Ross Gittins: Get education and training right at every level

“One of the few things both sides agree on in this election campaign is that we must get education right. A highly educated and well-trained workforce is our best insurance that all the benefits that digital disruption brings don’t come at the cost of many people unable to find decent jobs.”

Ross Gittins, Economics Editor of the Sydney Morning Herald, begins his column today with these words. Gittins proceeds to give an impassioned plea for the value of “education for its own sake. Because it satisfies humans’ insatiable curiosity about the world” and “its intrinsic value to our spiritual living standard.”

Gittins also writes:

  • There will be plenty of well-paid, safe, interesting jobs for those who do not want to go to university, “provided they’re equipped with the valuable technical and caring skills provided by a healthy vocational education and training sector.”
  • “A top-notch technical education system will also be key to achieving something we’ve long just rabbited on about: lifelong learning.”
  • “We need to get education and training right at every level, from childcare, preschool, primary and secondary school, vocational education and training, and university.
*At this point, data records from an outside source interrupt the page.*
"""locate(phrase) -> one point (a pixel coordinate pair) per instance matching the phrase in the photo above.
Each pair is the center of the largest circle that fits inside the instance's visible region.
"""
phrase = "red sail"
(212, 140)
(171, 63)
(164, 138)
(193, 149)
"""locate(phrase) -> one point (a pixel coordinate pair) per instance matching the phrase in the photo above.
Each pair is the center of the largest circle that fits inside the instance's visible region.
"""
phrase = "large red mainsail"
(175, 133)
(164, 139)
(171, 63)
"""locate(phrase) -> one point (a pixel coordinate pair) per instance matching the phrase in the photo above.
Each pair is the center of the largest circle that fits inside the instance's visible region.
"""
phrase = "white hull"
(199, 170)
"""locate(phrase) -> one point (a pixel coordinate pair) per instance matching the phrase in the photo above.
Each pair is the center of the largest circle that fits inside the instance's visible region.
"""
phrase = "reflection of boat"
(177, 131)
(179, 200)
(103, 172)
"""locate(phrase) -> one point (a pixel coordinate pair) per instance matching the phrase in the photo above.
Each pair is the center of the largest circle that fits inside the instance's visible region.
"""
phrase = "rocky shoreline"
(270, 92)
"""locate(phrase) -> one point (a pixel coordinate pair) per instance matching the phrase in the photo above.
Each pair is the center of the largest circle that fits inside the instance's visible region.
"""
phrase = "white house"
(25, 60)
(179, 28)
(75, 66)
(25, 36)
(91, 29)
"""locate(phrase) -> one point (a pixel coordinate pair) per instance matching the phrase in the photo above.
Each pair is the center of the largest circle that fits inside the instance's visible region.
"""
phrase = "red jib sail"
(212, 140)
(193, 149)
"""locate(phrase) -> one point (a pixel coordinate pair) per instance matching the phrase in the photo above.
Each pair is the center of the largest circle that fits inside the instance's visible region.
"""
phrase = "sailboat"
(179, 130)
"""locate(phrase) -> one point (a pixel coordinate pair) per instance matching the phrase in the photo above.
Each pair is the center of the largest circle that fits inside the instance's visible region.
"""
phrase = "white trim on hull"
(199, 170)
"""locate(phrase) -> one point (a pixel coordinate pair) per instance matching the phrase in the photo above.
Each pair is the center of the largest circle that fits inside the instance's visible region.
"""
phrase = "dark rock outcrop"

Community Colleges Australia (CCA) CEO, Dr Don Perlgut, responds:

“It’s a pretty unusual moment when an economist starts using words like “spiritual living”, but that’s just what Ross Gittins does. While education has seemed to slipped down the list of election discussion priorities, skills issues underpin most of the larger macro-economic discussion that the major parties have engaged in.

“CCA has long called for valuing education as an investment and not as a commodity, advocating a move away from the socially destructive forces of privatisation (“marketisation”) of vocational education and training. Ross Gittins takes this one step further, putting the phrases ‘life-long learning’ – in which the community education sector specialises – and ‘insatiable curiosity’.

“Let’s re-introduce the education debate into discussions of our shared national future.”